Loose coupling is useful, among other things, for practical system/software extensibility; or, in other words, tight coupling complicates it. It's the recent investigation of XMPP client implementations (with some of the issues arising because of restrictive APIs) that made me to consider it this time, though the problem is pervasive. XMPP looks like a nice problem example, since there is a small core, and a set of extensions – all specified and sane, with new ones appearing occasionally, but some of them altering some aspects of the core behaviour (e.g., cancelling resource binding on stream resumption). In its implementation, it would be nice to define the core once, and only extend it with separate modules implementing extensions then; likewise with multi-protocol clients that may use it.
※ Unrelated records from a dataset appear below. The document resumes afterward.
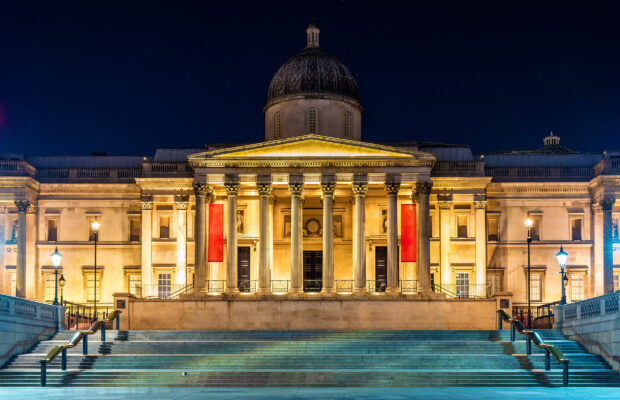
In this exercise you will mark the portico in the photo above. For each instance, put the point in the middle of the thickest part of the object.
(308, 206)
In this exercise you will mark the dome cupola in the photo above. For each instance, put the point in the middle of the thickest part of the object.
(313, 93)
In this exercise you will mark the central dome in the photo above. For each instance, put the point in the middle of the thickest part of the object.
(313, 93)
(313, 71)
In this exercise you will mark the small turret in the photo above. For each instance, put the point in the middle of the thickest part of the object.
(312, 32)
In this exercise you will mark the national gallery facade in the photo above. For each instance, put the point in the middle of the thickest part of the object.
(312, 210)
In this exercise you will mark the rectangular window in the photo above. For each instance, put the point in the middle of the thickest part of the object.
(134, 230)
(495, 283)
(52, 230)
(90, 288)
(575, 226)
(535, 229)
(164, 227)
(462, 284)
(50, 286)
(91, 231)
(164, 284)
(536, 287)
(576, 287)
(13, 291)
(492, 230)
(134, 284)
(461, 221)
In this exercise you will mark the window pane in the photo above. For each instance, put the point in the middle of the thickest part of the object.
(134, 230)
(576, 229)
(536, 287)
(576, 287)
(462, 284)
(135, 284)
(492, 230)
(164, 283)
(462, 226)
(164, 227)
(52, 230)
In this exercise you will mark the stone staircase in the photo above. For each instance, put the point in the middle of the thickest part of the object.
(308, 358)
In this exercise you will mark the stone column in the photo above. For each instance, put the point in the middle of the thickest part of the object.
(444, 242)
(200, 236)
(232, 189)
(608, 246)
(392, 188)
(264, 261)
(296, 187)
(181, 205)
(422, 191)
(145, 244)
(328, 186)
(481, 248)
(3, 227)
(596, 235)
(20, 277)
(359, 248)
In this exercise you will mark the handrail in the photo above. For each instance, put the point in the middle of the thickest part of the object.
(75, 339)
(533, 336)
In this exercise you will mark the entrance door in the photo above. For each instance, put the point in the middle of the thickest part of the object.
(380, 268)
(313, 271)
(243, 269)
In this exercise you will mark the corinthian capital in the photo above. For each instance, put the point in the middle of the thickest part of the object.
(608, 203)
(22, 205)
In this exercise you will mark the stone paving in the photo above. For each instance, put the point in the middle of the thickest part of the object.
(155, 393)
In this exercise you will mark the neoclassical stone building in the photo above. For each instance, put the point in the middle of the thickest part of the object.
(312, 209)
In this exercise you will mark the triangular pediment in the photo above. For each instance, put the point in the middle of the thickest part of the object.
(310, 146)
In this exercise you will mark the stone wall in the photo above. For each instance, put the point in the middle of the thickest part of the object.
(308, 312)
(23, 323)
(595, 323)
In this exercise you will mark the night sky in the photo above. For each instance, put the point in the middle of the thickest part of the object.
(128, 77)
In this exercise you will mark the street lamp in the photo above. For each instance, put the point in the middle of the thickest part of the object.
(61, 282)
(562, 257)
(56, 259)
(95, 226)
(528, 224)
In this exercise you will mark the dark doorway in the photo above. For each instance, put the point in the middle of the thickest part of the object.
(380, 268)
(313, 271)
(243, 269)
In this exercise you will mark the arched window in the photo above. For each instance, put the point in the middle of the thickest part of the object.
(346, 124)
(277, 125)
(311, 120)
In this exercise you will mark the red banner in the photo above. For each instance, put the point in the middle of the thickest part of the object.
(215, 251)
(407, 233)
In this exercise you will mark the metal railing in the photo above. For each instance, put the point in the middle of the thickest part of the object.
(280, 286)
(247, 285)
(215, 286)
(344, 286)
(377, 286)
(531, 336)
(408, 286)
(313, 285)
(80, 316)
(99, 325)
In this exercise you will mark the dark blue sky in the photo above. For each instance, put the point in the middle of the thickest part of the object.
(129, 77)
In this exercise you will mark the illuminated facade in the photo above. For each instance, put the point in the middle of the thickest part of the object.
(313, 209)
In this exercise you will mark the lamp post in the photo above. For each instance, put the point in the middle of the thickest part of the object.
(562, 257)
(61, 282)
(528, 225)
(56, 259)
(95, 225)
Separating a system into smaller reusable tools with defined responsibilities and APIs (applications, libraries, microservices, actors, generic abstractions available in a given language, etc) helps to some extent on its own, but it's far from a complete solution; as plugin and scripting mechanisms, those still depend on (and are restricted by) resulting APIs, and unforeseen uses are complicated without adjusting the core.
Emacs and Prosody are good examples of highly extensible programs. They provide various ways to customise their behaviour, including common functions and configuration by setting variables, but what distinguishes them is that they allow new modules/packages/modes to alter existing control flows (albeit implicitly) by making use of hooks/advices/events, employing event-driven architecture. libpurple does something similar with signals, but to a lesser extent, and still relying on restrictive APIs and conventions.
In the XMPP example, the core flow (as in RFC 6120) is defined in steps, and it would be sufficient for alteration if those steps (or merely RFC sections) were defined as nodes in an alterable control flow graph.
As for implementation, there are technologies that may be useful, or have similarities and may be used for inspiration: DRAKON, π-calculus (and other process calculi), perhaps dynamically typed languages, RDF graphs. It's almost trivial in lisps, not hard in deptyped languages, but doable in Haskell as well.
Although such an approach may also become overly verbose and complicated, so it's hard to be any certain that it would be practical.